Here’s my minimal approach to implementing these two features:
1. Bibtex
Crossref provides a simple solution to obtain the bibtex entry based on the doi number. To get the bibtex entry for the article with say, doi number 10.1901/jaba.1974.7-497a, simply issue the command
>> curl -LH "Accept: text/bibliography; style=bibtex" "http://dx.doi.org/10.1901/jaba.1974.7-497a"
@article{Upper_1974, title={The unsuccessful self-treatment of a case of “writer’s block”1}, volume={7}, url={http://dx.doi.org/10.1901/jaba.1974.7-497a}, DOI={10.1901/jaba.1974.7-497a}, number={3}, journal={Journal of Applied Behavior Analysis}, publisher={Society for the Experimental Analysis of Behavior}, author={Upper, Dennis}, year={1974}, pages={497-497}}
To make the output look nice, we apply some sed magic:
>> curl -LH "Accept: text/bibliography; style=bibtex" "http://dx.doi.org/10.1901/jaba.1974.7-497a" | sed "s/, /,\n/;s/},/},\n/g;s/\(.*\)}}/\1}\n}\n/"
@article{Upper_1974,
title={The unsuccessful self-treatment of a case of “writer’s block”1},
volume={7},
url={http://dx.doi.org/10.1901/jaba.1974.7-497a},
DOI={10.1901/jaba.1974.7-497a},
number={3},
journal={Journal of Applied Behavior Analysis},
publisher={Society for the Experimental Analysis of Behavior},
author={Upper, Dennis},
year={1974},
pages={497-497}
}
The above output can be piped to a separate file. I created a separate directory in my articles
directory, called .txtfiles
. For each file article.pdf
, there is a corresponding .txtfiles/article.pdf.txt
in this directory. These txt-files contain the bibtex information generated above, and the output produced during the next section.
2. Making PDF files searchable
My implementation of pdf full text search involves an application of pdftotext
to all the articles in the directory. This definitely produces some overhead, about 50Kb per 10 pages, but I accept this. The following sed-sequence removes a lot of the single-letter, special-character and empty-lines junk produced by running pdftotext
on an article that contains lots of figures and equations:
FILE=article.pdf pdftotext $FILE - \ | sed "s/[^a-zA-Z ]//g"\ | sed "s/ / /g"\ | sed "s/ . //g"\ | sed "s/ / /g"\ | sed "s/^. //"\ | sed "s/ .$//"\ | sed "/^\s*\{0,1\}.\s*$/d"\ >> .txtfiles/$FILE.txt
Line-by-line translation:
transform file article.pdf to textfile and write to standard output remove all non-letters replace single space by double space remove all single character words replace double space by single space remove single characters at beginning of line remove single characters at end of line remove all lines that consist of at most a single character and spaces and append the output to .txtfiles/article.pdf.txt
That’s it for now.
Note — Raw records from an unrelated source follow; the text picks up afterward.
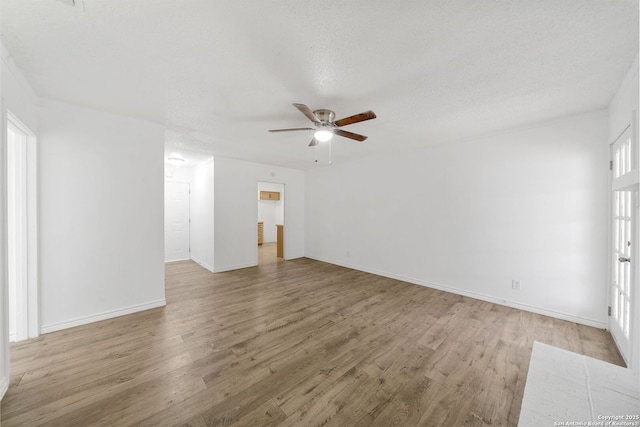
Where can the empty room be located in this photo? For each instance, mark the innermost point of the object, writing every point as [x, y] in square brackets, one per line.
[290, 213]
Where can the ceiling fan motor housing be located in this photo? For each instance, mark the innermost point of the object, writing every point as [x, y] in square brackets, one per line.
[325, 116]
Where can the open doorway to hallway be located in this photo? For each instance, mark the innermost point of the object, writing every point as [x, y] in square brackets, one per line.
[270, 222]
[22, 261]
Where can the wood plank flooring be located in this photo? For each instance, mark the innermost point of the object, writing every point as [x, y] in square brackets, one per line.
[295, 343]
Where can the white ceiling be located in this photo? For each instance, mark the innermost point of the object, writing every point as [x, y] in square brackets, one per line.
[218, 74]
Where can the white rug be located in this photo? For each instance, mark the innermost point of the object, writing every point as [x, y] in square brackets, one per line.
[569, 389]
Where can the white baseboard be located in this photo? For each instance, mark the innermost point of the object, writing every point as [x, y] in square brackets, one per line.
[233, 267]
[4, 386]
[483, 297]
[45, 329]
[202, 263]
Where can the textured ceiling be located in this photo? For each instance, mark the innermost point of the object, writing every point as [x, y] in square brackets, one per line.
[218, 74]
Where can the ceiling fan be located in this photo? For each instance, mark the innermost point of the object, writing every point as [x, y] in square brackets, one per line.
[325, 127]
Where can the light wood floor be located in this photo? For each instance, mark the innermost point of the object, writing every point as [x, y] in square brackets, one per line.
[293, 343]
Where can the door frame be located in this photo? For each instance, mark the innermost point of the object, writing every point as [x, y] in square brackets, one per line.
[28, 238]
[629, 182]
[188, 205]
[284, 212]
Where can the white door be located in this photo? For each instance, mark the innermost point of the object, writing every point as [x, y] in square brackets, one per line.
[624, 190]
[176, 221]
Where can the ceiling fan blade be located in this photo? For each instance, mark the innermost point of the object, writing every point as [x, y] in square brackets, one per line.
[348, 134]
[367, 115]
[307, 112]
[288, 130]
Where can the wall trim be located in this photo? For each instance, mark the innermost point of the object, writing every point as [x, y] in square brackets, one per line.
[234, 267]
[4, 386]
[203, 264]
[476, 295]
[101, 316]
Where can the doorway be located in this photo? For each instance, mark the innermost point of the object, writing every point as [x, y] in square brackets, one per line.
[624, 212]
[22, 261]
[177, 218]
[271, 200]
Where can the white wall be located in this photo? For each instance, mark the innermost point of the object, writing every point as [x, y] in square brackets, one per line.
[528, 204]
[623, 107]
[101, 215]
[236, 216]
[177, 173]
[202, 219]
[271, 212]
[17, 96]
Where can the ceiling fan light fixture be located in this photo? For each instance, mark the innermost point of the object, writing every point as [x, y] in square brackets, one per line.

The file .txtfiles/article.pdf.txt
now contains all the information I need about this article.
Outlook
Using the two functions 1.) and 2.) you can hack your own minimal bib manager. After the directory .txtfiles has been filled, you can invoke full text searches using grep
, for example
grep -H 'author=.*Upper' .txtfiles/*
or have all the bibtex entries returned using sed
, like this
sed -s '/^$/,$d' .txtfiles/*
which assumes that the bibtex entry is at the top of the txt-file and that the first blank line of the file appears right after the bibtex entry.
Of course there is a lot of room for improvement for the pdftotext conversion. If you are interested only in keywords, this link might be of interest to you. You might also want to implement your own search script if you don’t like to invoke sed
and grep
manually. I am going to post a shell script soon which does some things in a more automated way.